Glen Plake, voted Powder magazine’s most influential skier in 35 years, and instantly recognizable by his signature Mohawk, was on his way to Whistler to appear at Words and Stories.

This is just the latest in a number of reports of U.S. citizens hitting a road block as they try to come to Canada — a country that all have visited many times before.

“We knew that he had been in and out of Canada quite frequently over the last several years and from what we understand whatever the situation was it happened a very long time ago,” said TWSSF festival director Sue Eckersley.

“He is certainly a person I would consider an upstanding citizen; he helps kids with disabilities, and in this case he was giving freely of his time to come up and present at our event at no cost to us.”

While Eckersley is not critical of the decision by border officials to refuse entry to Plake she is concerned about how this issue is going to affect the festival in the future, and indeed tourism in the resort.

“I am not critical, I am concerned,” she said, adding that she is not aware of all the circumstances surrounding the decision to keep Plake out of Canada.

She believes it was based on a conviction around pot use several years ago. Plake has not been reachable since the border event on Saturday.

“…If we are going to become a society that is going to allow a person’s mistakes that they made a long time ago in the past (affect them forever) it is certainly going to have an impact on events such as ours,” said Eckersely.

Having performers stopped at the border is not new to the festival — in previous years bands have been held until the last possible second. The difference seems to be that it is spreading to other visitors, including those involved in the literary world.

At the root of the issue is not the rules and regulations which govern border crossing, but rather the introduction of new technology linked to U.S. Homeland Security measures, which allow Canadian customs officials to get a detailed background report on people entering the country.

Recently the San Francisco Chronicle ran an article warning people to deal with their past if coming to Whistler after readers complained that they were now being stopped on their way to their vacations because of historical criminal records and misdemeanors.

Following the publication of that article Tourism Whistler began to get letters from individuals and those handling group sales about how this might affect travel plans.

This has prompted Tourism Whistler to bring up the touchy subject with the federal government.

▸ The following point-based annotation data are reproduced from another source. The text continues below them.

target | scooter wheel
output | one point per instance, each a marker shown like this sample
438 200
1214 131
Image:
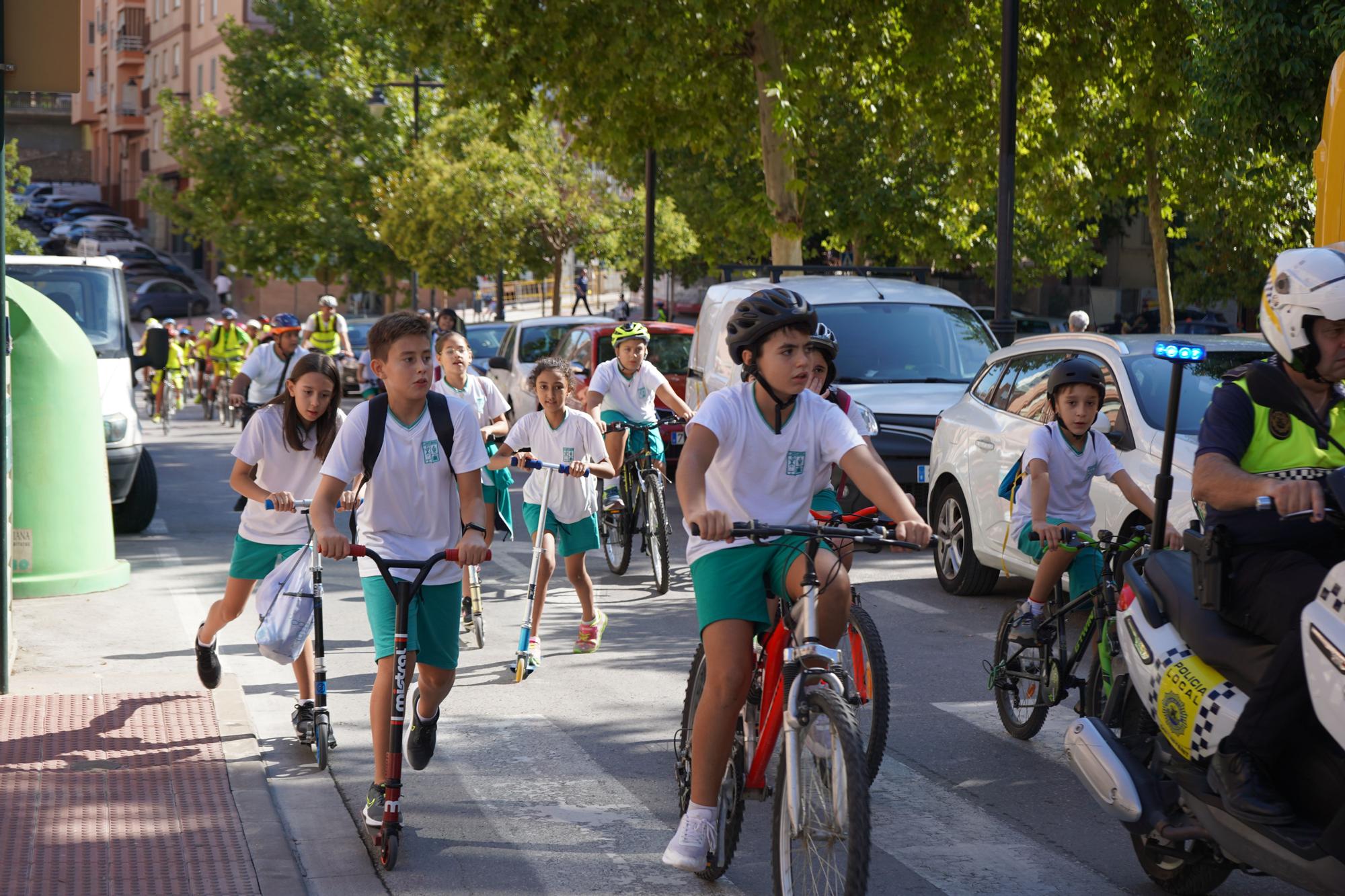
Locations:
388 857
322 743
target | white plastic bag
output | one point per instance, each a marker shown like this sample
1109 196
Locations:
286 607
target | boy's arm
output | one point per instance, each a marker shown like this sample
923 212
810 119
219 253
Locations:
322 513
874 479
1139 497
675 401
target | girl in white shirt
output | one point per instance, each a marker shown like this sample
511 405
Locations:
486 401
286 444
558 434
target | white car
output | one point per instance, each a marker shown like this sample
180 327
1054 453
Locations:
909 350
523 346
980 439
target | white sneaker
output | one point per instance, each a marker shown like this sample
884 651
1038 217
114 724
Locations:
691 845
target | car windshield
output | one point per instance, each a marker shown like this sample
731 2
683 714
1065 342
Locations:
669 352
900 342
486 341
1151 378
89 295
539 342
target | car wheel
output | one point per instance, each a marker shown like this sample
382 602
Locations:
954 560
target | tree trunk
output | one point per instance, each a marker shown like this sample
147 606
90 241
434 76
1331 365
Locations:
786 206
1159 235
558 267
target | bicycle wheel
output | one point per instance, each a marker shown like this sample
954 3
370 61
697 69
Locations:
829 853
1023 702
730 818
657 532
867 663
617 540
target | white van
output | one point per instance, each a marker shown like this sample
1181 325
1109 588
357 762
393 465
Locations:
93 292
909 350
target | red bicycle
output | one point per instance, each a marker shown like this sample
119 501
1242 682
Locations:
821 842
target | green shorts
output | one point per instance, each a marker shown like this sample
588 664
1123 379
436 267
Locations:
571 538
735 583
254 560
827 502
638 438
432 626
1085 569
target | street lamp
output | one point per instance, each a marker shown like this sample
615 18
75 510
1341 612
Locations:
377 104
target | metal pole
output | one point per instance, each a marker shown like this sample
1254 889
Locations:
1003 325
650 173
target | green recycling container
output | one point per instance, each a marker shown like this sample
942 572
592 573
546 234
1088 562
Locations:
63 506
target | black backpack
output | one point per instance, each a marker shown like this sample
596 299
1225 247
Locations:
377 430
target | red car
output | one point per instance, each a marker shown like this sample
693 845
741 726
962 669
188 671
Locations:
670 350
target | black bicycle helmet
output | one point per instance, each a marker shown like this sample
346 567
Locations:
1077 370
762 314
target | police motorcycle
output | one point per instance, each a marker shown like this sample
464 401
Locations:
1180 689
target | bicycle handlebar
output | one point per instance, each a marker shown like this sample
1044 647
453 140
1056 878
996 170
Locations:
859 536
544 464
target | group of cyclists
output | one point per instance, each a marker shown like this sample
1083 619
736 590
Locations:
762 450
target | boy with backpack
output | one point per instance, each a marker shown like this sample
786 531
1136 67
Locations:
423 493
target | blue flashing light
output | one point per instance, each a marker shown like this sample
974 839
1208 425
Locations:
1179 352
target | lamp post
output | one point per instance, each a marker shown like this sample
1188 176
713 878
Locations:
379 106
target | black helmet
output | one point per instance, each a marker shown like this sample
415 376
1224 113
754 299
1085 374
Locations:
1077 370
762 314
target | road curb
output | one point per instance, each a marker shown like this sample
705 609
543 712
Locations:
270 844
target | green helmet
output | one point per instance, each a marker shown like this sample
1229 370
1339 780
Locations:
630 331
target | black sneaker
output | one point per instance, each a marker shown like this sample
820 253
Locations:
303 721
1024 630
208 663
420 741
375 806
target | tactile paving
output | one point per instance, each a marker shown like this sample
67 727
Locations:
118 795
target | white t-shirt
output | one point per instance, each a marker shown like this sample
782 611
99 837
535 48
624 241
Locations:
411 503
759 475
481 395
631 397
266 370
1071 477
576 439
279 469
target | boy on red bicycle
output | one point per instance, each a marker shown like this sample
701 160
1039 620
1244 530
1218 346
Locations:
755 452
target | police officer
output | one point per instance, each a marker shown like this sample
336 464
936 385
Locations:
1254 443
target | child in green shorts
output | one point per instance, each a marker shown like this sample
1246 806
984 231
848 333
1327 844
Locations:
623 391
755 452
560 435
422 498
286 444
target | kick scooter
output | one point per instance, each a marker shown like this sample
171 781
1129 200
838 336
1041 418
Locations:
391 833
527 630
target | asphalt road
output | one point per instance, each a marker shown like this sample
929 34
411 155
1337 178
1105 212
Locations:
566 784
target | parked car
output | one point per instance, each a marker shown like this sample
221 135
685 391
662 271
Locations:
524 343
980 439
166 298
907 352
670 349
358 331
485 339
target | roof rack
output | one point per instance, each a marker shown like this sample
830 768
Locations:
919 275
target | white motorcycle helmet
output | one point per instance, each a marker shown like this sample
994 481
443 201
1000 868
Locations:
1304 284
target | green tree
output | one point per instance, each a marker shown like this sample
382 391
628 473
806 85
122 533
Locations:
17 240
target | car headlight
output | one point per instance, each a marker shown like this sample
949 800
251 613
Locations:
115 428
871 423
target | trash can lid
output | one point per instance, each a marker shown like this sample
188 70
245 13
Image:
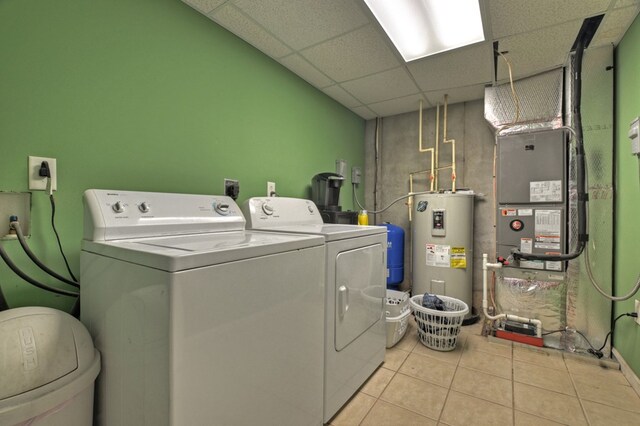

This month both the Minister of State for Small Business and Tourism, Gerry Ritz, and the Secretary of State Multiculturalism and Canadian Identity, Jason Kenney, were alerted to the organization’s concerns during scheduled meetings.

“…Any opportunity we have with any federal or provincial ministers we certainly will continue to communicate our concerns and we hope there is a voice of reason when setting guidelines and policy for the future,” said Tourism Whistler President Barrett Fisher.

“…Ensuring that safety is first is paramount, but not to the detriment of growing our tourism business.”

Fisher said TW would also continue to talk with the Council of Tourist Associations of B.C. and the Canadian Tourism Industry Association of Canada as part of the lobbying efforts.

“From our perspective if it is something within the last five years and is something considered a serious offence we completely understand (that people should be stopped at the border),” said Fisher.

“But if it is more along the lines of a misdemeanor, potentially drunk driving 25 years ago, or something that is a historical offence, I think what we would like to see is some tolerance for an old offence.”

Stockwell Day, the Minister of Public Safety, was unable to return calls to   Pique Newsmagazine on the issue . But a spokeswoman said he would, in any case, be unable to discuss the Plake case for privacy reasons and that customs officials are bound by the criteria set out for allowing access to Canada.

Glen Plake is one of the most distinctive figures in extreme sports today. He is known for his appearance in ski films such as The Blizzard of Aahs.

In recent years he has served as host for the RSN Cable Network's program Reel Thrills.